Melting process of metal 3D printing powder bed

Melting process of metal 3D printing powder bed

Common processes: DMLS (direct metal laser sintering), SLM (selective laser melting) and EBM (electron beam melting)

Description: metal parts produced by PBF melting technology can reduce residual stress and internal defects, making it an ideal choice for harsh applications in aerospace and automotive industries.

1.Direct metal laser sintering (DMLS): it can be used to build almost any metal alloy object. Direct metal laser sintering spreads a very thin layer of metal powder on the surface to be printed.
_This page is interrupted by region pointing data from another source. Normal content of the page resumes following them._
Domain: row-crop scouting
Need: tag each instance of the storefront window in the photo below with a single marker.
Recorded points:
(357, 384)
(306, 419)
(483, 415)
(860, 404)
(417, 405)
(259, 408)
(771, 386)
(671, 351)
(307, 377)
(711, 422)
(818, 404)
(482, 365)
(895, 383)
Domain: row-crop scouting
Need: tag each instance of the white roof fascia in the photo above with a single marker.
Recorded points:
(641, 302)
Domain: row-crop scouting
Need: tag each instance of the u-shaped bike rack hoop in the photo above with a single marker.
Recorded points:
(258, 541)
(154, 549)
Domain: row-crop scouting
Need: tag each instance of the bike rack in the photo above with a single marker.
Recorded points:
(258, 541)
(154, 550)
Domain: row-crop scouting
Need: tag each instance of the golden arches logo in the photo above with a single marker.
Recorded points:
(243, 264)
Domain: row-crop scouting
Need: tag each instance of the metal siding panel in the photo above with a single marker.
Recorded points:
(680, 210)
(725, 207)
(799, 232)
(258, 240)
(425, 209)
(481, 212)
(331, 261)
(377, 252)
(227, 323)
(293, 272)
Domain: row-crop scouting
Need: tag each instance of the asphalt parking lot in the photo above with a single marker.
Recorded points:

The laser passes slowly and steadily through the surface to sinter the powder, and the inner particles of the metal fuse together, even if they are not heated to a fully molten state. An additional layer of powder is then applied and sintered to “print” one cross-section of the object at a time. After printing, the object will cool slowly, and the excess powder can be recycled from the construction room and recycled. The main advantage of DMLS is that it produces objects without residual stress and internal defects, which is very important for metal parts under high stress (such as aerospace or automotive parts), and the main disadvantage is very expensive.
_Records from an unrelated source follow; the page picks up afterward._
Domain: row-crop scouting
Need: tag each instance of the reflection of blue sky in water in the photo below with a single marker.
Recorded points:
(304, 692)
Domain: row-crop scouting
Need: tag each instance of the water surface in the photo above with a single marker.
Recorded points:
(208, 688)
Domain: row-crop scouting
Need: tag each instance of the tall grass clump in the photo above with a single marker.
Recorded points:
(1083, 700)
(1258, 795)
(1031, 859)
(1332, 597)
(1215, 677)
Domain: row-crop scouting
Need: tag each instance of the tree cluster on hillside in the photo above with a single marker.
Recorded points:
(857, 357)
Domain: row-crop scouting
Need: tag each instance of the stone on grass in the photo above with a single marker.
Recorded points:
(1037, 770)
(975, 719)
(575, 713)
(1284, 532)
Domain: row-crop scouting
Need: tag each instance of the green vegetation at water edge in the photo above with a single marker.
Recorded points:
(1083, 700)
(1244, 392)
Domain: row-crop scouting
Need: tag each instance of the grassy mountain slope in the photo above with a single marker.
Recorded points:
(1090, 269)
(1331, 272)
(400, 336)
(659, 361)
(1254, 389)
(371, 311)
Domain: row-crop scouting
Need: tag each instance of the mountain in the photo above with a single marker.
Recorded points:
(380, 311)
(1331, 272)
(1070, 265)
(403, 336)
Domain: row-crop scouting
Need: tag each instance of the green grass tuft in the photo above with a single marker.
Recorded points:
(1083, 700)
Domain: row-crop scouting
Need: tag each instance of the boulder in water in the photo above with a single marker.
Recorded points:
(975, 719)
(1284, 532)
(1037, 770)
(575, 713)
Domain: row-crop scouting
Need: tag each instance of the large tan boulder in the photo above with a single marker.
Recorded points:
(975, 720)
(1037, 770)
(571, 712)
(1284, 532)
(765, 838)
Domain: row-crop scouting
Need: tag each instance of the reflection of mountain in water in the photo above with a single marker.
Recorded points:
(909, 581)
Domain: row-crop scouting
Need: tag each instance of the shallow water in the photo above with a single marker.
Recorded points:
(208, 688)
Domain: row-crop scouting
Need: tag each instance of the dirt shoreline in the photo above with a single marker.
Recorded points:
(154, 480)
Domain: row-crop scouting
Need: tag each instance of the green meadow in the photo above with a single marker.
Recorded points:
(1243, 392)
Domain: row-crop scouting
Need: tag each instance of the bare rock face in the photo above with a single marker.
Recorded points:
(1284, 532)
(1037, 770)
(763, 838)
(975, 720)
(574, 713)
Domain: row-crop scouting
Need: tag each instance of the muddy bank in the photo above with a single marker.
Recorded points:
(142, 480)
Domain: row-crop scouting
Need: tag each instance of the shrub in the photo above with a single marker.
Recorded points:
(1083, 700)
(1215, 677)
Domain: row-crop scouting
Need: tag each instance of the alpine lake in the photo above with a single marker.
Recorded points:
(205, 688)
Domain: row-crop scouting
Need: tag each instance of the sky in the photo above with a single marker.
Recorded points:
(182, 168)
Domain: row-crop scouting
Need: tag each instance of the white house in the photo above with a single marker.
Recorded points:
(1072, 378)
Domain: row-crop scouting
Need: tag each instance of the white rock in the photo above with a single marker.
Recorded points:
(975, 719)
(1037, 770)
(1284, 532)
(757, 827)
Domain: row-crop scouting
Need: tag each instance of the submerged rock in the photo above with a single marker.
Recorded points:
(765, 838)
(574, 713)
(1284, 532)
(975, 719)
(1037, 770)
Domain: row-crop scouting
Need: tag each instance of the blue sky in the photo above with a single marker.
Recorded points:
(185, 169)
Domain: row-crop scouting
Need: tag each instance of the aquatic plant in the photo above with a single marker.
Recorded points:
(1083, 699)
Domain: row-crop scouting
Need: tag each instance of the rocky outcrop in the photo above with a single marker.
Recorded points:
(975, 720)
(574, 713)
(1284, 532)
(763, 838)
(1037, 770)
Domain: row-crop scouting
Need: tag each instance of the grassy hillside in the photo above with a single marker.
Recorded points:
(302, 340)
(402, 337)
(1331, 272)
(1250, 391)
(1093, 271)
2.Selective laser melting (SLM): use high-power laser to completely melt each layer of metal powder, not just sintering, so that the printed object is very dense and solid. At present, this process can only be used for certain metals, such as stainless steel, tool steel, titanium, cobalt chromium alloy and aluminum. The high temperature gradient during SLM manufacturing will also lead to stress and dislocation in the final product, which will damage the physical properties.
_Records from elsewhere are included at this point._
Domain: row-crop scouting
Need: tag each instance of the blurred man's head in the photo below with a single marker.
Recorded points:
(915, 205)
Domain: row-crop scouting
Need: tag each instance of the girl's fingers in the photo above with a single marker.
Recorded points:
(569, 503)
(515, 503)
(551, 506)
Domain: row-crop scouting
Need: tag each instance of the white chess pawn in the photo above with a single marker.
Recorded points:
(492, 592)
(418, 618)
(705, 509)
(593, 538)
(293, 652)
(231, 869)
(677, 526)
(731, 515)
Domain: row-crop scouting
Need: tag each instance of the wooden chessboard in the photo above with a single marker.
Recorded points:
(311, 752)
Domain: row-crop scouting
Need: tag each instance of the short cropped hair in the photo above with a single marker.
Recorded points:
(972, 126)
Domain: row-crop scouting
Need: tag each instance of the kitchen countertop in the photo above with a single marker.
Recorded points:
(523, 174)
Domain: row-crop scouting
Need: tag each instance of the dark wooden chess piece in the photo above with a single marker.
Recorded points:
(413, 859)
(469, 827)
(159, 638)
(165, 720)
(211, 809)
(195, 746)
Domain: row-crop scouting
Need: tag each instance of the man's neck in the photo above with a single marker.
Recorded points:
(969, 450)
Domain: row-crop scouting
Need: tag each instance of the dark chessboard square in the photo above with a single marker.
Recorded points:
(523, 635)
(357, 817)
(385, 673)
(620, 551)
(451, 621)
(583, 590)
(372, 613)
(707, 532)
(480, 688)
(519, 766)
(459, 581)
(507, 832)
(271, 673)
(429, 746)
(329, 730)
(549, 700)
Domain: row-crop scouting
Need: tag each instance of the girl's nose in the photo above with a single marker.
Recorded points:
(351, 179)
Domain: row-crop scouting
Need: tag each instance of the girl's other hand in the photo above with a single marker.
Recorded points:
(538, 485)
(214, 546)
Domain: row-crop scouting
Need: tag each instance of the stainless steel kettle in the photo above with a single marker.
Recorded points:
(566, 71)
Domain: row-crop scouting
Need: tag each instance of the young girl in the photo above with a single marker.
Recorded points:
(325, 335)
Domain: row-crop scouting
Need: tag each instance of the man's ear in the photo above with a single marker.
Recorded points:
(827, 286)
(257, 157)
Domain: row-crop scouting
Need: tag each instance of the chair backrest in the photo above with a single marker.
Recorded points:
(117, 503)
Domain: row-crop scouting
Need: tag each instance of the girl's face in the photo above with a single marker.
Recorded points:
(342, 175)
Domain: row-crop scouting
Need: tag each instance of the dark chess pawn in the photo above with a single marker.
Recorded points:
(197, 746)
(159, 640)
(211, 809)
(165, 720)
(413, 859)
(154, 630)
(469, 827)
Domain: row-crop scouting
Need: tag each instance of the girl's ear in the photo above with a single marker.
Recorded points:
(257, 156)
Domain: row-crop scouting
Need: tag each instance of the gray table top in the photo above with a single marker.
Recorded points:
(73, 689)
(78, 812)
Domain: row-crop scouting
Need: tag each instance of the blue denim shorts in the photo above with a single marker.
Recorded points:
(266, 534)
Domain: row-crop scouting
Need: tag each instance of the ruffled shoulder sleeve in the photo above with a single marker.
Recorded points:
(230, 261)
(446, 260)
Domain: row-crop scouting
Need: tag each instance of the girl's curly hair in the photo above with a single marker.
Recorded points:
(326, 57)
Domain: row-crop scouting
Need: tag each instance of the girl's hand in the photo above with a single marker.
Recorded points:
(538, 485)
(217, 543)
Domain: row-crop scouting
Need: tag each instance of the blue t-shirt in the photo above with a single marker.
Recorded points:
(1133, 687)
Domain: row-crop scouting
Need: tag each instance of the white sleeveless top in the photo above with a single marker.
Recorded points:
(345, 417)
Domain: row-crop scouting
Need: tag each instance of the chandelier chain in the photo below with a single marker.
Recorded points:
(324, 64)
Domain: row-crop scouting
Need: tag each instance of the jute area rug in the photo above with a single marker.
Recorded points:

3.Electron beam melting (EBM): very similar to selective laser melting, it can produce dense metal structure. The difference between the two technologies is that EBM uses an electron beam instead of a laser to melt metal powder. At present, electron beam melting can only be used for a limited number of metals. Although cobalt chromium alloy can also be used, titanium alloy is still the main raw material of this process. This technology is mainly used to manufacture parts for the aerospace industry.
Technical advantages: it can manufacture almost any geometry with high precision. A wide range of metals are used, including the lightest titanium alloy and the strongest nickel superalloy, which are difficult to process by traditional manufacturing technology. Mechanical properties can be comparable to forged metal, and can be machined, coated and treated like traditional metal parts.

Technical disadvantages: high material, machinery and operation costs. The parts must be connected to the construction board through a support structure (to prevent warpage), which will generate waste and require manual post-treatment removal. The construction size is limited, and the metal powder treatment is dangerous, which requires strict process control.